Pirolli and Card now believe the same idea can be used to understand information foraging. Imagine you're a financial analyst looking for data about an investment company. You've found a useful site on the Web, but it's starting to feel a bit stale. You'd like to move on, but you know that a search will take time and there's no guarantee that other sites will be any more useful. When should you abandon the dwindling supply? This, Pirolli and Card argue, is analogous to the problem faced by hunter-gatherers. And it can be solved in the same way.

The first inkling that this was the case came in 1992. Pirolli and Card were studying the relationship between humans and information, looking for a theory that explained how people performing data-intensive tasks decide where and how to look for data. They had already conducted what they call "quick and dirty" field studies of information-gathering behaviour, one on a group of MBA students and another on the author of a business newsletter.

Pirolli knew something of foraging theory, and he quickly noticed a correlation between the studies' findings and the behaviour you'd expect from animals searching for food. Like hungry foxes, information foragers try to maximise their benefit per unit cost-in this case, "benefit" meaning the relevance of the information and "cost" the time it takes to find it. They are also likely to move on from an information resource when it no longer yields a better-than-average return.

It was a satisfying analogy, but they needed empirical findings to back it up. So they designed a computer model that obeyed the rules of optimal foraging theory and set it to work looking for information.

The latest incarnation of Pirolli and Card's artificial forager is based on ACT, a theory of cognition developed by Carnegie Mellon computer scientist John Anderson. ACT stands for both Adaptive Character of Thought and Atomic Components of Thought, and is well suited to the research because it possesses human-like conceptual and problem-solving skills-things an information forager needs in abundance. On top of these, Pirolli and Card programmed in the rules of optimal foraging theory.

To test whether the theory produces useful results, Pirolli and Card set their model to work looking for information on a database. The database they chose was the IR Test Collection, one of the ultimate challenges in information science. It's a huge reservoir of texts from The Wall Street Journal, the Financial Times, the San Jose Mercury-News, the Associated Press newswire, the Department of Energy, the Federal Register, the US Patent Office, computer publisher Ziff-Davis and a handful of sources in Japanese, Spanish and Chinese. It contains more than a million documents.

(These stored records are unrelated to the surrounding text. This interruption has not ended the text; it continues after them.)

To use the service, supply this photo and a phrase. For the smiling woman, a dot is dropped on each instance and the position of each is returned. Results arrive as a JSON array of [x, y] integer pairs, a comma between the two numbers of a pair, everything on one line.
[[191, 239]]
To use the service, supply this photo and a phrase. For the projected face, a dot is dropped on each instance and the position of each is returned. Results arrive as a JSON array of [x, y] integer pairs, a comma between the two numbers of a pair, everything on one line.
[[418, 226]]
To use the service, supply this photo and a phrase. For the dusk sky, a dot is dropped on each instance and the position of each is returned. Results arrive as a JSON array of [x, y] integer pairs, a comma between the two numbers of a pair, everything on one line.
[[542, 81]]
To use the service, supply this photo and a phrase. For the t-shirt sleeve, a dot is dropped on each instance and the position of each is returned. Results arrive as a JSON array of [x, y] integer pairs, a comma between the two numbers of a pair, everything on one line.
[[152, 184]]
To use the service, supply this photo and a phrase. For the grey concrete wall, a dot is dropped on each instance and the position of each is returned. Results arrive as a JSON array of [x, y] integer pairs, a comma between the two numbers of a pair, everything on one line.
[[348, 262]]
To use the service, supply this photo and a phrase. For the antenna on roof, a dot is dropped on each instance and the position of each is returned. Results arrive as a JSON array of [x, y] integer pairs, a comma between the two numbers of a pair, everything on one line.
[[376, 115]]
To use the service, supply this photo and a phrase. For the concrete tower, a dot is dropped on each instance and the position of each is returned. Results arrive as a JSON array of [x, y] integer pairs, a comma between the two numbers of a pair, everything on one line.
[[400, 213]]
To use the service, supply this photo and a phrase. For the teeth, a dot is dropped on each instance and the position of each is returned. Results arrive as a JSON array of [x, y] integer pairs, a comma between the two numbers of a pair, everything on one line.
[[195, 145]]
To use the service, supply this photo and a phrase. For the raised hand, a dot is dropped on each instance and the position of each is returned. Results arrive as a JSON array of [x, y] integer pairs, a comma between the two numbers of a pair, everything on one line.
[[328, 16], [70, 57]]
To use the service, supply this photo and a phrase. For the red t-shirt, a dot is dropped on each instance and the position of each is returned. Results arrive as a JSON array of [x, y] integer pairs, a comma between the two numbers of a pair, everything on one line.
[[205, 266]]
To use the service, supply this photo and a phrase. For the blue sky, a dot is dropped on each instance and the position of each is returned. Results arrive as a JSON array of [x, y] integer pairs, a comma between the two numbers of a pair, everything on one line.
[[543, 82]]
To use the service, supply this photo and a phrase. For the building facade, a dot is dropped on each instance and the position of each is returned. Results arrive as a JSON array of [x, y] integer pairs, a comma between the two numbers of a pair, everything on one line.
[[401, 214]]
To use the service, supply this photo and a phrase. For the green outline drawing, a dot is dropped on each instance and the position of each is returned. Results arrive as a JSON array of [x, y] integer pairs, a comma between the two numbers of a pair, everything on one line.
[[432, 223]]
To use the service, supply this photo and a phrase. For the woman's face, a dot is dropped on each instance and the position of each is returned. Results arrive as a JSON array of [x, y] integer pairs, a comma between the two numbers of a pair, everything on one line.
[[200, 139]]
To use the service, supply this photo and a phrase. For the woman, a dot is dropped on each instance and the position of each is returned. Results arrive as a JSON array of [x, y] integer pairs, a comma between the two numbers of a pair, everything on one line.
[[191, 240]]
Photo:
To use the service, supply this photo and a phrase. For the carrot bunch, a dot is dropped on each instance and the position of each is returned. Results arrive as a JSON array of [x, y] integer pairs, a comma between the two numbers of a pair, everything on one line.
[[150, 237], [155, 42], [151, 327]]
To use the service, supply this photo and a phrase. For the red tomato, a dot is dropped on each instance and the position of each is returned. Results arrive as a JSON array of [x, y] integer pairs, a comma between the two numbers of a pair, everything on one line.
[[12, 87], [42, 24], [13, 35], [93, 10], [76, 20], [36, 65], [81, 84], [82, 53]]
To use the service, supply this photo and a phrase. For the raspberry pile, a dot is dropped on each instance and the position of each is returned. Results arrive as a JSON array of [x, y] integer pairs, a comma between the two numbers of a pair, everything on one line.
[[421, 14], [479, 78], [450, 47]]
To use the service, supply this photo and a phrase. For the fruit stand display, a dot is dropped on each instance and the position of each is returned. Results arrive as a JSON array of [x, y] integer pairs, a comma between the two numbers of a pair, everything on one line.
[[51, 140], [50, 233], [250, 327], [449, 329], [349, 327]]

Fastest route Pirolli and Card pinpointed target documents in the IR Test Collection and worked out the most efficient strategies for retrieving them. For this, they used an information retrieval system called Scatter/Gather designed for sifting through large databases. Scatter/Gather assigns each document to one of 10 groups according to its content, so documents that contain similar words end up in the same group. It presents these on screen as 10 boxes, each containing a collection of keywords. The user selects one or more of the groups. Scatter/Gather then discards the documents in the unselected boxes and scatters the remainder into ten more groups. It repeats the process until the user is satisfied that it's worth reading the gathered texts.

To find the fastest retrieval routes-in other words, those using the smallest number of steps-Pirolli and Card worked backwards through Scatter/Gather, starting from the target documents. Then they asked their artificial forager to go find the same pieces of information within the IR Test Collection. It did so with little problem. When Pirolli and Card plotted the forager's track through the collection, it matched the ideal route almost perfectly.

They then recruited eight human volunteers and asked them to perform the same task. Again, their routes closely matched the ideal one. It seems as though informavores really do employ optimal foraging strategies to sniff out rich information patches and avoid the arid plains.

Experts in foraging theory agree. "It's likely Web users rely on problem-solving abilities with deep evolutionary roots," says Bruce Winterhalder, an anthropologist at the University of North Carolina at Chapel Hill who has studied human foragers in great detail. "Foraging on the Web presents trade-offs analogous to those of hunter-gatherers. Different context, but similar cost-benefit problems."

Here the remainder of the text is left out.